With value estimation and discounting, the pterodactyl's behaviour changed. In early dry season, it still took the canyon — the expected future was safe, so the high immediate reward dominated. In late dry season, the value estimate of canyon states dropped — the estimated future now included monsoon risk — and the pterodactyl voluntarily switched to the mountain route.

Flinqva: It avoids the canyon before the monsoon, without being told about the monsoon explicitly?

Trviksha: It learned from experience. Pterodactyls that used the canyon in late dry season had, in past flights, occasionally been caught in the monsoon and received large penalties. The value estimate for "canyon in late dry season" reflects those experiences. The pterodactyl does not understand monsoons — it has learned that being in the canyon at that time tends to lead to low total reward.

Glagalbagal: Pattern, not understanding. The same lesson as always.

Trviksha: The same lesson. But now the pattern extends through time — not just "what is happening now" but "what is likely to happen next."

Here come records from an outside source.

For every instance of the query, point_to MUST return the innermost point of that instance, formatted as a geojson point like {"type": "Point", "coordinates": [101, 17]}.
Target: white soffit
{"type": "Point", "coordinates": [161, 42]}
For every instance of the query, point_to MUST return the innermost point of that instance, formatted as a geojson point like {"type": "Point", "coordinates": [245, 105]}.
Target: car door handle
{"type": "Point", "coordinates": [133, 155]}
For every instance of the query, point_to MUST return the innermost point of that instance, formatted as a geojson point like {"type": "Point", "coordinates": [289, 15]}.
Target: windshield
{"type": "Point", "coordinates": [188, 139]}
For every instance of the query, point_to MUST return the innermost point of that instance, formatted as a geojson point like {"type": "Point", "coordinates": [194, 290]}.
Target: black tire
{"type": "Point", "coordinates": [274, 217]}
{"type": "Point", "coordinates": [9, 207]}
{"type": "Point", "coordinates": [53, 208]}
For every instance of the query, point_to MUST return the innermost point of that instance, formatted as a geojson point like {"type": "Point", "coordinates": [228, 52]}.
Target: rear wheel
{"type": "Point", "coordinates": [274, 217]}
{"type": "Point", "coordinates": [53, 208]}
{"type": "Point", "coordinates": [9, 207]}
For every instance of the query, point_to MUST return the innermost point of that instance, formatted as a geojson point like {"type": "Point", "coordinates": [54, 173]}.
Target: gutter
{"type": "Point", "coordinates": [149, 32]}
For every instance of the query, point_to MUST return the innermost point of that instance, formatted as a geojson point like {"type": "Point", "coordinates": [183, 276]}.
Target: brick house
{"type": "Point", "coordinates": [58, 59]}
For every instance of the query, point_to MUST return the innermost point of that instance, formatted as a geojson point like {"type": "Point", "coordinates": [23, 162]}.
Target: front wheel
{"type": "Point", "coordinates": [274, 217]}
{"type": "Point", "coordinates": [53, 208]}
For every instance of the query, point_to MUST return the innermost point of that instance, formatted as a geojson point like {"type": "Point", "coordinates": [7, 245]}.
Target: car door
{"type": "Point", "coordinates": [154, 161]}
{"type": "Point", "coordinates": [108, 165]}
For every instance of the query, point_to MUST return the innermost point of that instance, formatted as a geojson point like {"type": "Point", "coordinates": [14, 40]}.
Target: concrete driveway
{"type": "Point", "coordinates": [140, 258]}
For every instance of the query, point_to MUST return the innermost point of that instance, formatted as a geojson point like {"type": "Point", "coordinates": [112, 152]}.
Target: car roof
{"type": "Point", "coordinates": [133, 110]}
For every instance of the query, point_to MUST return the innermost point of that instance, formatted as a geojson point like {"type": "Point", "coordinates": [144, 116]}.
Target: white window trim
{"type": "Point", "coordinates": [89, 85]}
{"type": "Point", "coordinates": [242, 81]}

Trviksha has discovered value functions and discounting — two core concepts in reinforcement learning. A value function estimates the total future reward the agent expects from a given state, not just the immediate reward. This allows the agent to make decisions that sacrifice short-term gains for long-term benefits — like avoiding a fast but seasonally dangerous route. Discounting reduces the weight of future rewards relative to immediate ones, reflecting both uncertainty (the future is less predictable) and preference for sooner outcomes. The discount factor is a parameter that controls how far ahead the agent plans: a high discount factor makes the agent farsighted, a low one makes it myopic. This tradeoff between immediate and delayed gratification appears throughout life: studying for an exam instead of watching a film, saving money instead of spending it, maintaining equipment instead of using it until it breaks. In each case, the "right" choice depends on how much you value the future relative to the present. What is your personal discount rate?